Acórdão nº 7053/12.7TBVNG.P1 de Court of Appeal of Porto (Portugal), 27 de Março de 2017

Magistrado ResponsávelJORGE SEABRA
Data da Resolução27 de Março de 2017
EmissorCourt of Appeal of Porto (Portugal)

Processo n.º 7053/12.7TBVNG.P1 - Apelação Origem: VN Gaia – Instância Central – 3ª Secção Cível – J3 Relator: Jorge Seabra 1º Adjunto Des.

Sousa Lameira.

  1. Adjunto Des.

    Oliveira Abreu* *Sumário: I. Na prestação de serviços médicos por hospital privado, com escolha de médico pelo paciente, existe um vínculo contratual entre o hospital e o paciente e entre este último e o médico por si escolhido.

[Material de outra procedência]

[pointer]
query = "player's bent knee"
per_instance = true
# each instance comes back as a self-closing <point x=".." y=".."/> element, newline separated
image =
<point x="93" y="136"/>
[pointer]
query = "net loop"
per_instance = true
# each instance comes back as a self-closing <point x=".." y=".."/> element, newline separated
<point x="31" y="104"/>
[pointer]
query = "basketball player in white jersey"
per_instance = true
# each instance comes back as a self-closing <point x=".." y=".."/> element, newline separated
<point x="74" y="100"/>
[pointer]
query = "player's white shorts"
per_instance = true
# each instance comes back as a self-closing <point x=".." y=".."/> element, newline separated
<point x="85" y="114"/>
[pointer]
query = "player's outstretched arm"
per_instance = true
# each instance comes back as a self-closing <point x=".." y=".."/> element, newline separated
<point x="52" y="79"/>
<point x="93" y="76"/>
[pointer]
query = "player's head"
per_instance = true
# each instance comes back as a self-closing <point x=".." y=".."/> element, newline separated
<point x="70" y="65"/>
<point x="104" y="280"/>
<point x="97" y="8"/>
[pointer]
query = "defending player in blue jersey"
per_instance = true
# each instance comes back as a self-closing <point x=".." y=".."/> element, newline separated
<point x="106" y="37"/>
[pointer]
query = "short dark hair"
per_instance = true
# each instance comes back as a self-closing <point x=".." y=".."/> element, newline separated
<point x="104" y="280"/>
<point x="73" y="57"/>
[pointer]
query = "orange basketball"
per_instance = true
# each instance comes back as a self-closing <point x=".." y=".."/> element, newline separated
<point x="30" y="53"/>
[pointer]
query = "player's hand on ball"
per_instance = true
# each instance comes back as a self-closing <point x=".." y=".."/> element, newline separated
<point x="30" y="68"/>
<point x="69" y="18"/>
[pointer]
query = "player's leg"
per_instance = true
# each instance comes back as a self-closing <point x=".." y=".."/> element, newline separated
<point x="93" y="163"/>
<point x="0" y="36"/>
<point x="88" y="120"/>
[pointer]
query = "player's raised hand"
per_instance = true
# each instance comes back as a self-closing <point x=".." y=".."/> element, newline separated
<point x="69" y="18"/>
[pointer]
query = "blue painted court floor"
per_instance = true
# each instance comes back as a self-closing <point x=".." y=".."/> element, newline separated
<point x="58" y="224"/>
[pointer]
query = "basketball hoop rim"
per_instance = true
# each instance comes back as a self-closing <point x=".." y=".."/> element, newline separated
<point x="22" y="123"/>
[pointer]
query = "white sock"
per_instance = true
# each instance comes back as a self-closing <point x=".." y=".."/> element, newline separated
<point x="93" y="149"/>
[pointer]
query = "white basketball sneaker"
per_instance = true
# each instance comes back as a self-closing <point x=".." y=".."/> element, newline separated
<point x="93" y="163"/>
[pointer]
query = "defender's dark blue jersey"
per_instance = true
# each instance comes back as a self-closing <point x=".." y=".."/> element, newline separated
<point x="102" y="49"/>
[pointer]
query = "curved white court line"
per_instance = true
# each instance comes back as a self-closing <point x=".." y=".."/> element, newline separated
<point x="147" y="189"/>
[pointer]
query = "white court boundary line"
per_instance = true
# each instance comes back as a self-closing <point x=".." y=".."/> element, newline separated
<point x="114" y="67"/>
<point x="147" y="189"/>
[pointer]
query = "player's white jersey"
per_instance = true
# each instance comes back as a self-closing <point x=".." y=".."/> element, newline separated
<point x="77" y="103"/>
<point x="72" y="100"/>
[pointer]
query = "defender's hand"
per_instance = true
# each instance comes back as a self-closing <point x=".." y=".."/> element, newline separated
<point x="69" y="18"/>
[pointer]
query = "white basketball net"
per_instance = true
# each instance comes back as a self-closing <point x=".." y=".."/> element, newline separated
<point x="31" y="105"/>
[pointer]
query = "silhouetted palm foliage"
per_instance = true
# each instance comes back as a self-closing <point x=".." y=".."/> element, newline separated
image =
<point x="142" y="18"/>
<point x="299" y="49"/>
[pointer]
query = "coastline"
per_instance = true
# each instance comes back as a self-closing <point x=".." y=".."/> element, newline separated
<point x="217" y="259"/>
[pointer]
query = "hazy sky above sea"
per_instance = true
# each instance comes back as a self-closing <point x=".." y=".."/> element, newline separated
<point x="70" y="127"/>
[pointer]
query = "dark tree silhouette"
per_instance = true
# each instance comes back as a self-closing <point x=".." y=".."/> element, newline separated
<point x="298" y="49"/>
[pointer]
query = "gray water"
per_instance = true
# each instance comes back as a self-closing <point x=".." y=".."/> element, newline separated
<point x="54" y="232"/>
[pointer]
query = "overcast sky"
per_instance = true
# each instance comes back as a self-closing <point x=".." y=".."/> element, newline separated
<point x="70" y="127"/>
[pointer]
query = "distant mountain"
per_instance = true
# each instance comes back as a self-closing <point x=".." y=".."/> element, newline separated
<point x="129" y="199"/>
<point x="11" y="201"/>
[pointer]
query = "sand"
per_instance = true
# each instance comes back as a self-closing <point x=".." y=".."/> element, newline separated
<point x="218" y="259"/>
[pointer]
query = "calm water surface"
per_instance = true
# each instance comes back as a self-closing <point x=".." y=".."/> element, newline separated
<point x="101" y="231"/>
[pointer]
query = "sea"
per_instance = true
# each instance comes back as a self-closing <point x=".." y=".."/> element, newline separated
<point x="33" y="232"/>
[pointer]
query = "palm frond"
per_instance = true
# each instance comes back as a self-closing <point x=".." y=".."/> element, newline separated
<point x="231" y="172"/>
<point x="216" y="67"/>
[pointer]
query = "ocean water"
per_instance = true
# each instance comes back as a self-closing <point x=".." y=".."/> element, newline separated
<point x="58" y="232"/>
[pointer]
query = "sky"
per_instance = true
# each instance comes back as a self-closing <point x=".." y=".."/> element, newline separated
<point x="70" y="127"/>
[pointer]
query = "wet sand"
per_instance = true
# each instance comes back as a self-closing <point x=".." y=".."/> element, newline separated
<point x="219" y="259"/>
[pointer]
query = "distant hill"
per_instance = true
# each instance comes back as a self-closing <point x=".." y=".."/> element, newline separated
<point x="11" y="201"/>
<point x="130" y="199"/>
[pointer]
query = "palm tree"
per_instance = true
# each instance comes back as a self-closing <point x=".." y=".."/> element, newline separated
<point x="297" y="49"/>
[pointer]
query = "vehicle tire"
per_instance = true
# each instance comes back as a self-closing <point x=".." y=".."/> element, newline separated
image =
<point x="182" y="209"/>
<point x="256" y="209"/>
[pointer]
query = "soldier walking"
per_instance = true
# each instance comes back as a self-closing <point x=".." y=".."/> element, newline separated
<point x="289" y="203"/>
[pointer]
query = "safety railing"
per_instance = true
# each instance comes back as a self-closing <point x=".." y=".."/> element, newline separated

    1. Em acto médico do qual resultaram danos na integridade física do paciente existe um concurso aparente entre a responsabilidade civil aquiliana ou extracontratual e a responsabilidade contratual; Ainda assim, o regime aplicável será o da responsabilidade contratual por ser, em regra, o que se apresenta como o mais favorável ao lesado/doente.

    2. No âmbito de contrato de prestação de serviços médicos, com fins curativos ou terapêuticos, a obrigação do médico é, via de regra, uma obrigação de meios; Destarte, para a verificação do pressuposto de ilicitude não basta ao lesado demonstrar a não verificação ou a desconformidade do resultado almejado, sendo mister a demonstração de que o médico incumpriu as «leges artis» concretamente aplicáveis ao caso.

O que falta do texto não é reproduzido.